Duele ver miles de anuncios de venta de terrenos en esta gran franja costera, muchos cooptados por grandes inmobiliarias, que bajo la premisa de “vivir o invertir en las playas de moda”, buscan fomentar la gentrificación sin asegurar equilibrios ecológicos, sustentables, sociales que aseguren una política económica redistributiva en favor de los oriundos de la zona, y tristemente todo ello bajo el cobijo y permisividad de las autoridades locales que se hacen de la vista gorda.
Es difícil creer que existan estudios de impacto ambiental cuando los terrenos ofertados se ubican no sólo a orilla de playa, sino en zonas cercanas a esteros, ríos, lagunas, incluso cerca del santuario de tortugas marinas en Playa Escobilla. El paisaje empieza a verse más urbano y menos verde, me aterra imaginar que en unos años la zona termine tan explotada como la costa quintanarroense.

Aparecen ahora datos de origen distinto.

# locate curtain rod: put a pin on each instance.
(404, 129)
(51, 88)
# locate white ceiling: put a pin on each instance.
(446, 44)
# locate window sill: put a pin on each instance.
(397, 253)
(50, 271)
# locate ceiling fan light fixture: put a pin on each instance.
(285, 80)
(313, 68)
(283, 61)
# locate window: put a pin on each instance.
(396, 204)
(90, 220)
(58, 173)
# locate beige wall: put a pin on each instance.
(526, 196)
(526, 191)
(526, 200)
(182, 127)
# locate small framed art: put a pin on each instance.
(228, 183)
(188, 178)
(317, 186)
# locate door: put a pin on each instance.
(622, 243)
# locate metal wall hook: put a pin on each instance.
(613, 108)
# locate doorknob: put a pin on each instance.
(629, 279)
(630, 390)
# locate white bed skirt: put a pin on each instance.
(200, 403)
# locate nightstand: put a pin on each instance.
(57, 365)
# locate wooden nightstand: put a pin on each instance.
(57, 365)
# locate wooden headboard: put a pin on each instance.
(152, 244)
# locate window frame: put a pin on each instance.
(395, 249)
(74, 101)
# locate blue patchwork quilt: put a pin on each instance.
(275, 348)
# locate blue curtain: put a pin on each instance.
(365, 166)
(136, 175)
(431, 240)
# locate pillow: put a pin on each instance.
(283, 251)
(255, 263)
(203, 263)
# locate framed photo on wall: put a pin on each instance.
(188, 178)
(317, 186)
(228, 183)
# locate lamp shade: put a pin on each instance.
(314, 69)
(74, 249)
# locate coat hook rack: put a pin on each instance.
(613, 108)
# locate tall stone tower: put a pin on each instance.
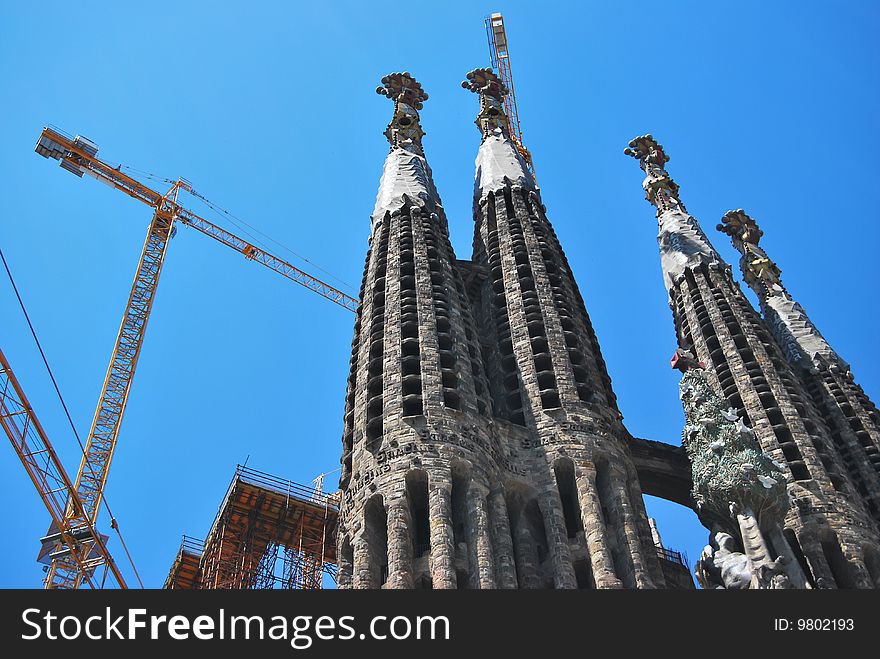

En estas últimas semanas, la constante es ver playas abarrotadas, y es ahí cuando cabe hacerse el planteamiento de cómo van a sortear los habitantes temas como la contaminación en todas sus formas, escasez de agua, tráfico y movilidad, la inseguridad —que se incrementará con el flujo de población— y se sumarán un sinfín de problemáticas más. Los tres órdenes de gobierno están a tiempo de prevenirlas y atenderlas.
Ya tenemos carretera, pero digamos adiós al Puerto Escondido de antaño, ése con el que crecí en los años 90.